Based in Singapore, Okko Kuivalainen is risk management director at aircraft leasing company DAE Capital. Between work and personal trips, he averages 100 flights per year and has flown on a whopping 290 different airlines in his lifetime.
Most unusual place you’ve been?
It’s hard to pick one, but Djbouti, Tajikistan and Yakutsk in Russia stand out.
In between meetings in Dushanbe, we had time to explore and you realise there are not many other tourists. You have the chance to experience some place you know very little about. In Djbouti, we were travelling to the next town and the hotel’s 4×4 got stuck in the middle of nowhere in the desert.
In Yakutsk, my boss ordered a dish consisting of frozen pieces of fish. It was absolutely disgusting.
You’ve flown on 290 different airlines in your lifetime? Any highlights?

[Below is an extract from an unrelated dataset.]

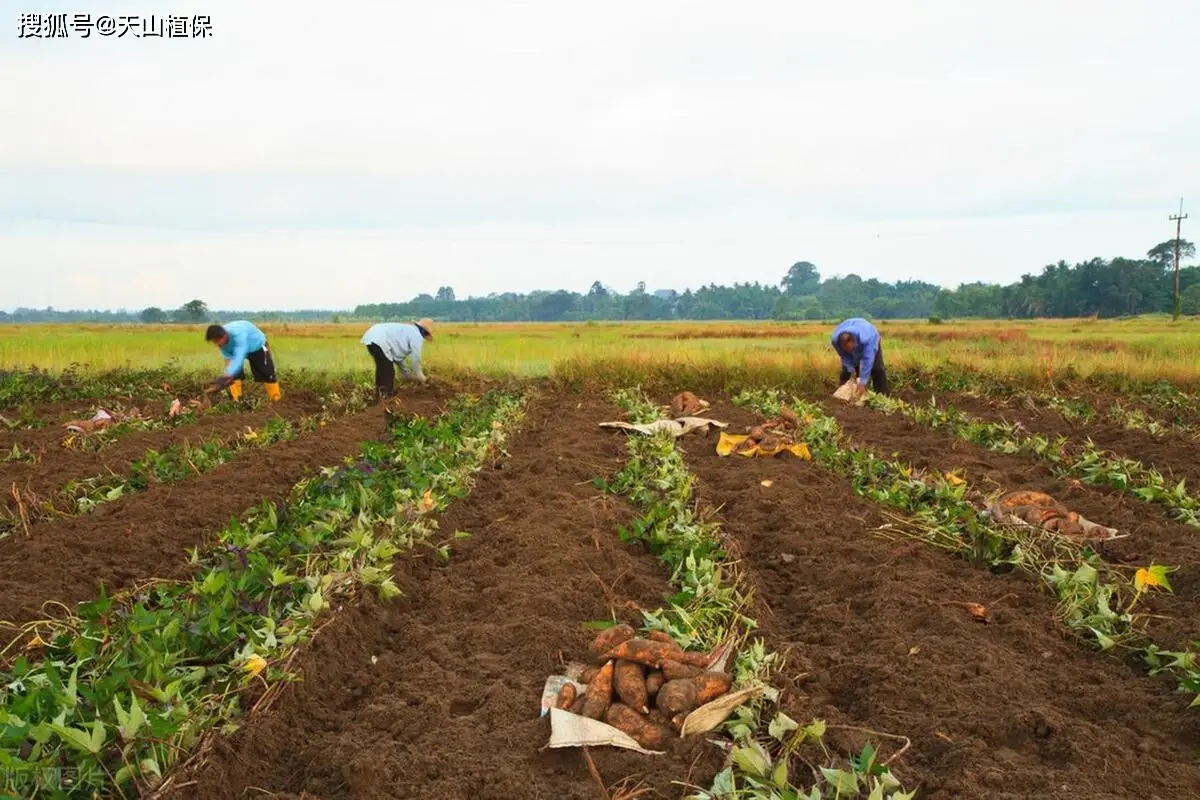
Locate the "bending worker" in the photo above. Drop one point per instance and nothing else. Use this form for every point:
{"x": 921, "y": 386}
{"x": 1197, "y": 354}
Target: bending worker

In February 2015, I flew on Canadian airline Buffalo Airways’ Douglas DC-3 from Yellowknife to Hay River in the Northwestern Territories. That aircraft had been active during the Second World War.
In 2014, I also flew the world’s shortest scheduled passenger flight lasting around one minute between Westray and Papa Westray in Scotland’s Orkney Islands.
What is the most important thing about airline service to you?
I’m always curious to see any airlines’ product at least once. I just find it intriguing, but think it’s crazy when people obsess about things like amenity kits. You can get that kind of stuff from a dollar store. Those kind of details I don’t really care about, but by flying on so many airlines, you start to appreciate those that are running a good operation. I guess it boils down to reliability, short waiting times and predictable processes – and customer service should be smooth.
Favourite international airport?
A lot of things work well in Changi Airport. You have so much bandwidth in the process that the waiting times are really minimised and you can arrive at the last minute.
Top travel tips?
Fly with hand luggage only.
For lounges, having a card that gives you access like Priority Pass or any similar scheme is not a bad idea.
If travelling in places like Jakarta or Manila you might want to book taxis through specific recommended companies rather than finding one at random. This is safer, more reliable and just makes things smoother on arrival.
In China, if you are not a Mandarin speaker, you definitely want a hotel pick up from the airport. If you do repeat visits you get more comfortable and figure a way out, but if you go to a new city you want to make it as smooth as possible and should contact the hotel for assistance in advance.